Meeting New Standards

Fall 2012 Issue | By Andrew Taylor

Idaho's ability to meet the challenge of adopting the national Common Core State Standards that will be implemented in the 2013-14 school year for preschool through high school students may hinge in part on instructional integration method developed and being presented by the Idaho State University College of Education's Intermountain Center for Educational Effectiveness (ICEE).

The ICEE began offering a method of teaching, Total Instructional Alignment, to 10 Idaho school districts in 2008 and now has trained hundreds of K-12 teachers throughout the state in scores of the state's school districts utilizing the Total Instructional Alignment model. The ICEE has offered it to 52 school districts in Southeast Idaho alone.

The Common Core State Standards are designed to ensure every student that graduates from an Idaho high school is prepared for postsecondary education or the workforce, and once there, not need remediation. These standards have been adopted by 45 U.S. states and three territories.

"Total Instruction Alignment (TIA) is a method of unpacking and implementing the new standards. TIA will help ensure that kids are taught exactly what they need to know and be able to do," said Chuck Zimmerly, ICEE director.

"The new core standards and Total Instructional Alignment are the platforms to address four major challenges for educators," Zimmerly said.

Those challenges are:

  1. the implementation of the State Board of Education's Complete College Idaho program, which has the ambitious goal that 60 percent of Idahoans ages 25-34 will have a degree or certificate by 2020;
  2. student achievement;
  3. college and career readiness of high school graduates; and
  4. positioning Idaho students to be competitive in the global marketplace.

"The question for us has been 'how do you take the new, more rigorous student standards and package them in a way that teachers can deliver them in the classroom?" said Chuck Wegner, director of curriculum for Idaho School District 25 in Pocatello.

He said that his district began research on how it could organize standards into units for the purpose of instruction, which led it to the Total Instructional Alignment program.
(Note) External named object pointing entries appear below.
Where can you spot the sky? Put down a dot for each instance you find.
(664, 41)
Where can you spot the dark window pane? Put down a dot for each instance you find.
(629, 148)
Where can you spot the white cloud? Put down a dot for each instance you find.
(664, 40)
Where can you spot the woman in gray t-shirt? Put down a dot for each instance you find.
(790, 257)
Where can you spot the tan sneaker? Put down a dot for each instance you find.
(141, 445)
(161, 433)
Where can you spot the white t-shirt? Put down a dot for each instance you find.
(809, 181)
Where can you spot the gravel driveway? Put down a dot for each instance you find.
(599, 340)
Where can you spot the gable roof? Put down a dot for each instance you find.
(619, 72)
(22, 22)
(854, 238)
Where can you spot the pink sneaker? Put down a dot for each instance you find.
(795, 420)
"It's hard work and a bit ambiguous, but it is a starting point and a program that an individual teacher can tweak and then take to their own classroom in preparation for implementing the new standards," said Wegner, who was among nearly 500 educators attending a summer TIA training at ISU's Pocatello campus this summer.
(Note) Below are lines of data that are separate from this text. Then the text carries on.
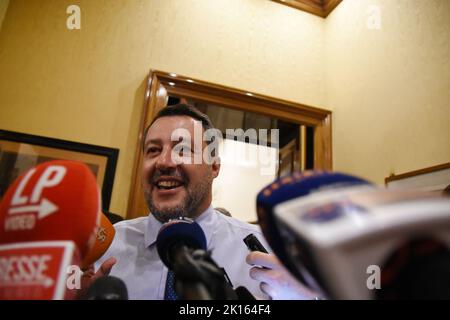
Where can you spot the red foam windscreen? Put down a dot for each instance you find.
(55, 200)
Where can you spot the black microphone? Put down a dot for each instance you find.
(107, 288)
(244, 294)
(176, 238)
(181, 245)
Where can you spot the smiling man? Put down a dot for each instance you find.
(175, 185)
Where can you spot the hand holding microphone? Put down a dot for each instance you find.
(276, 281)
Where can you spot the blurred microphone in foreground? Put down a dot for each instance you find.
(107, 288)
(346, 239)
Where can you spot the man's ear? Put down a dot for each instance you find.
(216, 167)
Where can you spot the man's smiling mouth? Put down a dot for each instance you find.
(168, 184)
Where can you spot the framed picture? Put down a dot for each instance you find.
(20, 151)
(434, 178)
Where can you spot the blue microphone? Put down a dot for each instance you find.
(178, 236)
(299, 184)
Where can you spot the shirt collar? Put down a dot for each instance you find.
(205, 220)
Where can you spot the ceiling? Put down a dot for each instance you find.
(321, 8)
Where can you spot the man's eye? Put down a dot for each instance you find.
(184, 149)
(152, 150)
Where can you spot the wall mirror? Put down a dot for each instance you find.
(304, 138)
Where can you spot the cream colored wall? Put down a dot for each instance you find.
(3, 7)
(389, 89)
(88, 85)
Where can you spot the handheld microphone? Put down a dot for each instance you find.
(48, 222)
(176, 236)
(181, 245)
(297, 185)
(107, 288)
(357, 241)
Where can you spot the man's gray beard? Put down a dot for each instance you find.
(187, 209)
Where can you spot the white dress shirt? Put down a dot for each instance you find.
(139, 266)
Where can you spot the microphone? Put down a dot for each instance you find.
(103, 239)
(297, 185)
(244, 294)
(352, 240)
(48, 222)
(107, 288)
(181, 245)
(176, 237)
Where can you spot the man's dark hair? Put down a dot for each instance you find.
(180, 109)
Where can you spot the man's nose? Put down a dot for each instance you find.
(165, 160)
The founder of Total Instructional Alignment and author of a book by the same title, Lisa Carter, was among those in attendance at the TIA training in Pocatello. She pointed out that although there are other states and educational institutions using her system to address the challenges posed by the Common Core State Standards, Idaho State University's Intermountain Center for Education Effectiveness efforts are unusual.

"The partnership between the Idaho State University College of Education and Idaho local education agencies to deliver TIA to Idaho K-12 teachers and administrators is unique in the nation," Carter said. "What's unique about Idaho is the extent universities are working with the prekindergarten to 12th-grade teachers to help meet the Common Core Standards. Those standards will help graduating K-12 students be prepared for universities. It only makes sense that universities should be involved in the process."

Teams of educators at this summer's conferences learned and implemented the TIA teaching model, which aligns standards with curriculum, curriculum with instruction, and then assesses how effectively the standards have been met.

"The Idaho Total Instructional Alignment is a grassroots, teacher-driven process to design and develop a method by which the Common Core State Standards can be integrated into classroom instruction," Zimmerly said. " It is essential to begin the integration of the CCSS into classroom teaching this fall."

"Meeting the Common Core State Standards is a big deal," said Susan Jenkins, director of the TIA project and College of Education assistant dean. "The time is now for learning to meet these standards and our work with Idaho teachers is critical. The ISU College of Education is in the lead pack nationally on helping educators learn TIA so they can meet the challenge inherent in these new national standards."

"Classrooms, schools and districts that have implemented the TIA program have shown a measurable improvement in their Annual Yearly Progress Reports as mandated by the state under the No Child Left Behind Act," Jenkins said.

Conference participants were organized into teams of teachers, which are organized by content area and grade level. Those teams used the software and technology provided at the conference to develop "Total Instructional Alignment" documents that will be uses as roadmaps for their class instruction and assessment for the upcoming academic year. These documents have become a pivotal instructional tool for participating districts and are routinely used in professional development workshops and classrooms.